La compagnie aérienne Swiss et la Fédération suisse du tourisme pointent du doigt les coûts. Presque tout ce dont une compagnie aérienne a besoin pour satisfaire sa clientèle est devenu plus cher: le personnel, le contrôle aérien ou les contrôles de sécurité, entre autres. C'est pourquoi Swiss s'attend à ce que les prix moyens restent plus élevés qu'avant la pandémie. A long terme, les billets d’avion devraient rester aussi coûteux qu’aujourd’hui, voire augmenter davantage. La transition vers un transport aérien moins polluant, avec une réduction des émissions de CO2, impliquera des investissements importants.
Cependant, les différences de prix restent marquées. Selon la Fédération suisse du voyage, les compagnies low-cost continuent de proposer des billets à partir de 50 euros sur les vols européens, où la concurrence est féroce. A l’inverse, sur les vols intercontinentaux, comme avant la pandémie, la concurrence reste limitée, ce qui maintient des tarifs élevés, particulièrement en haute saison.
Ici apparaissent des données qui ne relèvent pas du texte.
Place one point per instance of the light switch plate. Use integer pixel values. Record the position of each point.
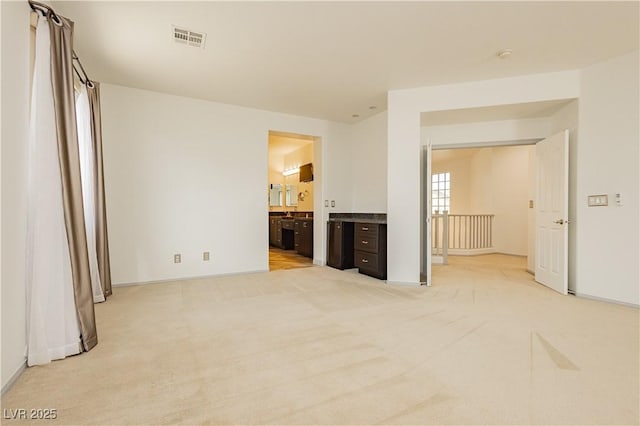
(598, 200)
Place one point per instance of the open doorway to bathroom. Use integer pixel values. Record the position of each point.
(291, 200)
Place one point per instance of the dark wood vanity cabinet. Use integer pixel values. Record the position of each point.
(303, 237)
(281, 233)
(273, 231)
(340, 244)
(370, 249)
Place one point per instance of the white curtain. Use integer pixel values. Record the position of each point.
(87, 173)
(53, 329)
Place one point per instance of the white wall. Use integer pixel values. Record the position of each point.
(458, 165)
(486, 133)
(15, 126)
(607, 163)
(510, 181)
(187, 176)
(405, 108)
(369, 165)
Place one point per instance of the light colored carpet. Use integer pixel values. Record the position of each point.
(287, 259)
(316, 345)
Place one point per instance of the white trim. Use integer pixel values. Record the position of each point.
(405, 283)
(604, 299)
(473, 252)
(15, 376)
(486, 144)
(200, 277)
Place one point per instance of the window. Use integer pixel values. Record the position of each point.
(440, 192)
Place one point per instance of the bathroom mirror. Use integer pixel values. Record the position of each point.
(291, 198)
(275, 195)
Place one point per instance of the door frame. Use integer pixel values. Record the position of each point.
(426, 164)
Les loyers ont également augmenté de manière significative. En novembre 2024, l’Indice suisse des prix à la consommation affichait une hausse de 7,4 % par rapport à novembre 2021, marquant un fort renchérissement pour l’un des postes de dépenses les plus lourds pour les ménages. Cette augmentation est principalement due aux hausses des taux directeurs de la Banque nationale suisse (BNS), qui ont entraîné une hausse du taux moyen des hypothèques en cours. En conséquence, le taux de référence utilisé pour les contrats de location a été relevé à deux reprises, ce qui a mécaniquement fait grimper les loyers.
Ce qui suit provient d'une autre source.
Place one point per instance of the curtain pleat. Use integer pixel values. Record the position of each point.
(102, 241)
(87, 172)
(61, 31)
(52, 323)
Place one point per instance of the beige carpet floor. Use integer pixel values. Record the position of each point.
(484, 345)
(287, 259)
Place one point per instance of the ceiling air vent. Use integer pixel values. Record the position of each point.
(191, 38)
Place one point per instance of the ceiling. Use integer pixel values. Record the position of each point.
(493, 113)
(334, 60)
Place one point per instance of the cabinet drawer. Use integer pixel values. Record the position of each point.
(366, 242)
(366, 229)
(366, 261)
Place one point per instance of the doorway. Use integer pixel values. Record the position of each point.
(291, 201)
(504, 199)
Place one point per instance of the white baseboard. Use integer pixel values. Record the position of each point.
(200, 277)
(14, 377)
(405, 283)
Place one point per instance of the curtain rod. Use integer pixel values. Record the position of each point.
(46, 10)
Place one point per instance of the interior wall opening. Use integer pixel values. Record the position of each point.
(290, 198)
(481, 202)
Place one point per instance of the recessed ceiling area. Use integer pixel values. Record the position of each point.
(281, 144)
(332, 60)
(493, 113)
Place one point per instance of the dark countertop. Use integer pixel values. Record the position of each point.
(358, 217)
La hausse des coûts de construction a également contribué à cette situation, limitant la construction de nouveaux logements et réduisant l’offre disponible. Les nouveaux locataires ont ainsi dû payer des loyers encore plus élevés.
Cependant, une légère accalmie se profile grâce aux récentes baisses des taux directeurs. Le taux de référence devrait être revu à la baisse une fois cette année, voire deux fois selon les prévisions de la Banque Raiffeisen. Dans le secteur de la construction, une reprise est en cours, ce qui devrait réduire légèrement la pénurie de logements.
Selon Raiffeisen, la hausse des loyers ralentira bientôt, augmentant à un rythme moins de deux fois inférieur à celui des dernières années. En résumé, la situation continuera de se détériorer, mais à un rythme moins rapide qu’auparavant.
La Banque nationale a rapidement augmenté son taux directeur, puis l'a baissé aussi vite. Les taux des hypothèques ont suivi la même tendance: ils ont d’abord grimpé, puis ont diminué. Actuellement, selon UBS, la majorité des hypothèques indexées sur le marché monétaire affiche des taux compris entre 1,1 % et 1,6 %. D’ici un an, ces taux pourraient encore baisser pour se situer entre 0,8 % et 1,3 %.
Quant aux hypothèques fixes sur 10 ans, leurs taux ont déjà diminué de 0,8 point de pourcentage en un an. Cependant, UBS prévoit une stabilisation : les taux actuels, entre 1,1 % et 1,6 %, devraient rester inchangés dans les prochains mois.
Si les hypothèques sont devenues plus abordables, les prix de l’immobilier continuent, eux, de grimper à des niveaux encore plus vertigineux. Résultat: même avec des taux d’intérêt plus bas, acheter un logement reste coûteux, voire inaccessible pour de nombreux ménages. Les économistes s’interrogent: qui peut encore acheter à ces prix? La réponse est souvent la même: ceux qui héritent.